What’s in My Water? Lower Your Cancer Risk with Clean Water and Proper Hydration

How clean is your water? A number of water contaminants have been identified and linked to cancer, especially bladder and rectal cancer. Some of these are naturally-occurring substances like arsenic, radioactive materials and disinfection byproducts. Other contaminants in our water supplies are found in pesticides, fertilizers and lead from old pipes. We’re not only drinking these substances, but we’re cooking with them and bathing with them. 

Alarming research reveals that almost 50% of the U.S. tap water supply contains ‘forever chemicals,’ scientifically known as PFAS. These resistant compounds, present in 45% of U.S. drinking-water samples, are used to repel stains, grease and water in products ranging from fast-food packaging to non-stick cookware.

You can lower your cancer risk by taking steps to improve your water quality. Many cities offer free testing to gauge your baseline chemical levels. Additionally, various filters are available to reduce risks from contaminants: 

  • Pitcher filters like Clearly Filtered, offer affordable options with fluoride filtration
  • Countertop and shower filters like Berkey, are suitable for larger volumes and showers
  • Whole house water filters like Aquasana offer comprehensive filtration solutions 

Equally important as the filter is routine replacement. How do you know when it is time to replace a filter?

  • You notice diminished water pressure and slower filtration from your water supply source (shower, faucet, etc)
  • There is visible buildup like rust, mold or particles
  • You observe subtle changes in smell or taste

Let’s switch gears now to how much water you should drink. Your recommended daily intake really depends on how active you are and how well you’re absorbing water. You can drink 3 liters per day, but not actually be hydrated sufficiently. How does this happen? As food and water quality have declined in the US, that means we’re not getting as many minerals for proper body functioning. Electrolytes are responsible for directing water to the areas in your body that need it most, which helps maintain cellular fluid balance for adequate hydration. 
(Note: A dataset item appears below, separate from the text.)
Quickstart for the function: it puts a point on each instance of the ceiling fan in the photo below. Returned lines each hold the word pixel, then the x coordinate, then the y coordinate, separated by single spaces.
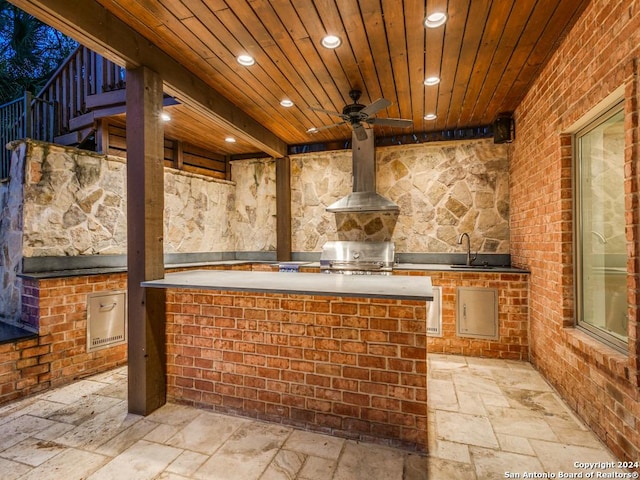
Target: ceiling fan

Connecting the dots: Here’s a quick guide to getting your body properly hydrated

  • How much water are you drinking currently? The most important time to drink water is in the morning since you’re coming off an overnight fast during sleep, so you’ll have to replenish yourself upon waking before that cup of coffee.
  • How soon after you drink water are you going to the bathroom? If your cells are hydrated, you should be able to hold your liquid for up to 2 hours. If you’re going more frequently than that, it could mean your body is not absorbing the liquid properly. Electrolytes, like LMNT (without added sugar) can help correct this if you add this to the water that you’re drinking. They do taste slightly salty, but this brand uses natural fruit flavor and stevia leaf extract to improve the taste versus most other brands that add who-knows-what to make it taste “good.”
  • If you exercise or are very active, you’ll need to drink more water. The more you sweat, the more you’ll need to replenish.